Yes. Host machine screen pixel size and bit/color depth values.

In a Qubes VM/AnonVM one can run:

printenv

and get H=height, W=width, D=depth as the host machine's actual hardware 
display.

or install something like "hardinfo" package to view in GUI

It's yet another hardware fingerprint value that is semi-unique to the 
user's configuration.

VirtualBox + Whonix, for example, on purpose for a privacy/anonymity 
optimized environment, has a default universal/generic screen size 
setting of 1024x768.

And same 1024x768 universal/generic screen size exists with the original 
Qubes + Whonix HVM port.

>> Not as bad of an attribute as the host's
>> unique CPU info, but still would be best to make use of the fixed
>> single windowing for AnonVMs so this could be generic.

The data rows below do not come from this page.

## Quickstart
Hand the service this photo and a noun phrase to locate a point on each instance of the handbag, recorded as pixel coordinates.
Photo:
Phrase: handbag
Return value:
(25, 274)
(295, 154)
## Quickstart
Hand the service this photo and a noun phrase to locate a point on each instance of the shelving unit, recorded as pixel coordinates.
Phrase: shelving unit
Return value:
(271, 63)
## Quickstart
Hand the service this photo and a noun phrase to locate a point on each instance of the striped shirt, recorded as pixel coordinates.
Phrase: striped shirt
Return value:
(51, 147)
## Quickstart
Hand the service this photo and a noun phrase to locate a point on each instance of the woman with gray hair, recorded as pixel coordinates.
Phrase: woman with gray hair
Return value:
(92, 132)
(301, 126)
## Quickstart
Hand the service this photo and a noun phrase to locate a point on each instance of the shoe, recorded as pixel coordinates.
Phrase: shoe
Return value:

Maybe both
>> seamless and non-seamless windowing options could be offered for
>> Whonix-Workstation HVM template, since some people hate
>> non-seamless.
>> 
> 
>> 
>> 
>>> Let me also point out the already discussed-multiple-times topic of
>>> potential covert channels between cooperative VMs, which might also 
>>> be
>>> potentially exploited in some scenarios to fingerprint user 
>>> environment.
>>> That is more difficult to address on PC architecture though, but some
>>> work on Xen-level is nevertheless very welcome (see #817).
>> 
>> 
>> Yes. I have read through some of your stuff on covert channels in the
>> past, including in the original Qubes architecture spec doc.
>> 
>> Just read through the thread linked in Qubes ticket #817 from 2014. 
>> Good
>> stuff.
>> 
>> 
>> 
>> WhonixQubes
>> 
>> 
> 
> joanna.

WhonixQubes